Exploring the visible aspects of the data.
Identifying the distribution of variation in the data, such as determining whether it follows a Poisson distribution or a normal distribution. Additionally, transforming appropriate data it into categories based on distribution, measurement cycles, or measurement stages could also be a method.
Finding correlations between variables is also a good EDA method. This can be done by visualizing heat maps to find significant correlations between specific variables.
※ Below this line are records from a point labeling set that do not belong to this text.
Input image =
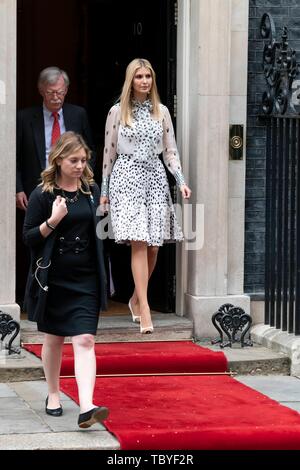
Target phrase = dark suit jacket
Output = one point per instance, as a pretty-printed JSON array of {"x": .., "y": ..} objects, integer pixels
[
  {"x": 39, "y": 209},
  {"x": 31, "y": 142}
]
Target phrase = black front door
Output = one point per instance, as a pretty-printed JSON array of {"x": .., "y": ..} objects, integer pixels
[{"x": 93, "y": 41}]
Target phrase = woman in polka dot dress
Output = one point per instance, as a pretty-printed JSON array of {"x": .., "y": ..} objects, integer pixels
[{"x": 134, "y": 182}]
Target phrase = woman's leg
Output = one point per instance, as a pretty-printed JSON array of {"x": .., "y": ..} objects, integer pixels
[
  {"x": 152, "y": 252},
  {"x": 85, "y": 369},
  {"x": 140, "y": 272},
  {"x": 51, "y": 357}
]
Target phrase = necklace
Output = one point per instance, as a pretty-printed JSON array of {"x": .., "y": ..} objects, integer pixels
[{"x": 70, "y": 200}]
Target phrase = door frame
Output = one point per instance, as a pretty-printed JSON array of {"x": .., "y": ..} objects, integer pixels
[{"x": 183, "y": 79}]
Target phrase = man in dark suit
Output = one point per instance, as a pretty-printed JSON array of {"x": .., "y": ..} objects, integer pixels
[{"x": 37, "y": 130}]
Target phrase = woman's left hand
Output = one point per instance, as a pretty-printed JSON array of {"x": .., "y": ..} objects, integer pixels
[{"x": 185, "y": 191}]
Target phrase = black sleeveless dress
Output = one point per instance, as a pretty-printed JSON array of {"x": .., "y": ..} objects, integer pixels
[{"x": 73, "y": 300}]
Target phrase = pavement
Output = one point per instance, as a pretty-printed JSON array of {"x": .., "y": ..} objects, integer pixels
[{"x": 25, "y": 426}]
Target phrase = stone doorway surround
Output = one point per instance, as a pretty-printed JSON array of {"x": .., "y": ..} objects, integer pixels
[
  {"x": 212, "y": 94},
  {"x": 8, "y": 157}
]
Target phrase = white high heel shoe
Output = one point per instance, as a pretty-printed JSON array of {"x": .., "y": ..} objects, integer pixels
[
  {"x": 135, "y": 318},
  {"x": 146, "y": 329}
]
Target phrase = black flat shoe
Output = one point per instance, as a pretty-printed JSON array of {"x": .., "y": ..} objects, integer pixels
[
  {"x": 53, "y": 412},
  {"x": 95, "y": 415}
]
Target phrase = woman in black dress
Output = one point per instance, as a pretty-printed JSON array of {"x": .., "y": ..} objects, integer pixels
[{"x": 66, "y": 285}]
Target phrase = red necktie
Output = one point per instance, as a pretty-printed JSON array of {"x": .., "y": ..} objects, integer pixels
[{"x": 55, "y": 129}]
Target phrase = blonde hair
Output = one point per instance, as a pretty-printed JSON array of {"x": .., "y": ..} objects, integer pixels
[
  {"x": 67, "y": 144},
  {"x": 126, "y": 95}
]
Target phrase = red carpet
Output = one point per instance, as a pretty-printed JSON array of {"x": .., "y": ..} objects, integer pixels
[
  {"x": 183, "y": 412},
  {"x": 148, "y": 357},
  {"x": 192, "y": 412}
]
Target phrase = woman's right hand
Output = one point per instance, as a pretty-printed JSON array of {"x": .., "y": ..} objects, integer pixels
[
  {"x": 104, "y": 204},
  {"x": 59, "y": 210}
]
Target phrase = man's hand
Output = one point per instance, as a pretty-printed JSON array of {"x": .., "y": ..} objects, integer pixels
[{"x": 21, "y": 201}]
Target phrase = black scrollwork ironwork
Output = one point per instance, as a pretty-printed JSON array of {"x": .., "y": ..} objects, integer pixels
[
  {"x": 280, "y": 69},
  {"x": 9, "y": 326},
  {"x": 233, "y": 321}
]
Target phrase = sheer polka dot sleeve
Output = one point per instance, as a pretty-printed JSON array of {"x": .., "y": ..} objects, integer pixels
[
  {"x": 170, "y": 151},
  {"x": 110, "y": 147}
]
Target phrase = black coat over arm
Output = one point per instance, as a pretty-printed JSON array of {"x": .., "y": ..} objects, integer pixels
[{"x": 39, "y": 209}]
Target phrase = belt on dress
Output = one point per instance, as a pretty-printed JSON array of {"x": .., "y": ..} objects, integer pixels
[{"x": 77, "y": 245}]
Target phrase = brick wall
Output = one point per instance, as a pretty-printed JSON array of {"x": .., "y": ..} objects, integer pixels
[{"x": 285, "y": 13}]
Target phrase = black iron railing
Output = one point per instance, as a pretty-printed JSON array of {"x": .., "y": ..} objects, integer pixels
[{"x": 280, "y": 106}]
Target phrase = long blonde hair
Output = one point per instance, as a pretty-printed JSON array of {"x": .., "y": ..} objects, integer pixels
[
  {"x": 126, "y": 95},
  {"x": 67, "y": 144}
]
Exploring the non-visible aspects of the data.
Another method of EDA is hypothesis testing, which involves exploring the unseen parts of the data.
For example, using Titanic data, There is higher survival rate for groups of 2-3 people compared to individuals, and while groups of 4-5 had a higher survival rate than individuals, their survival rate was lower than groups of 2-3.This could suggest that having too many family members might have increased the likelihood of death as they tried to take care of each other. Additionally, a simple analysis of the distribution of first, second, and third-class tickets could help us understand the business practices and standards of the time, including ticket prices and the limitations of accommodations

Conclusion

EDA is the process of understanding what is visible and what is invisible in the data, and clarifying the purpose, which is necessary for accurate modeling and decision-making.